Start building your grocery list
First, go through your pantry and fridge and do an inventory. Then start building your grocery list. Your grocery list should be as detailed as possible, listing all ingredients for each meal. If you have any ingredients that you think won’t be available in your store, it’d be a good idea to find them online or put some alternatives on the list to make sure you’ve got what you need. With a grocery list in place, you should be able to avoid the majority of the temptations. Get a grocery list template here.
Start within the fresh produce section
Since a big part of your list is probably fruits and vegetables, you can start building your shopping list in that category. Get all of your fresh produce here first, including things like the healthier salad dressings or hummus, nuts and seeds, especially if you’re trying to find the raw, organic varieties.
Dairy, meats and seafood
Once you’ve put all the fresh products on the list, start adding your meats, seafood, eggs and dairy products. These should be close to one another in the fridges of the store. Imagine walking through the grocery store and plan your shopping list in line with that, making walking around it much easier.

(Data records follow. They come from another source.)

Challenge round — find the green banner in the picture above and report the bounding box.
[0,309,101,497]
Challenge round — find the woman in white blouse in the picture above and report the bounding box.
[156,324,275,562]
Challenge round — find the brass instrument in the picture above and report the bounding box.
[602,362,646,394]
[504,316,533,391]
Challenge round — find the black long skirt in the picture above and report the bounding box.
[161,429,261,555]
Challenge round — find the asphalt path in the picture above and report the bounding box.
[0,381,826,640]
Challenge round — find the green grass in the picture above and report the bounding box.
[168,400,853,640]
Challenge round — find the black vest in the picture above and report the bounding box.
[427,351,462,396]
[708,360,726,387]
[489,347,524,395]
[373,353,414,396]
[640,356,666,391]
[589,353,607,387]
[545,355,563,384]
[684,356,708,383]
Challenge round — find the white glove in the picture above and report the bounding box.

Go to the middle aisles only for necessities
When you plan your trip to the store, head to those middle aisles last, and only if you absolutely need to. The middle aisles are full of packaged and processed foods. You’ll want to avoid them on a clean, healthy diet, and it helps to reduce the temptation. You are likely to find grains and oils there. Get out of the habit of walking down every aisle out of curiosity, as this is often where you get into trouble. Avoid the cereal aisle if you aren’t getting oatmeal and don’t even bother with the aisle that has chips and crackers if you don’t need any snacks.
Why is it important when eating clean?
You won’t snack so much
The first reason to consider meal prepping is so you’ll avoid snacking on foods that aren’t that good for you. This is often a really common pitfall for people. It may stop you hitting up the vendor machine at work or grabbing a couple of cookies for a snack. If you prepare before the week begins, you’ll have all the clean snacks you need, from fruit and nuts to homemade clean food, and won’t need to grab trashy snacks.
You’ll have enough food to get you through the week
In addition to avoiding small snacks, which will add up fast, you’ll also have all the food for every day of the week. It is another common pitfall of switching to eating clean – people simply run out of food for meals later in the week. This can lead you to be tempted to order fast foods. By planning out all of your meals, you’ll have all the stuff at home and cooking your meals will be much more convenient.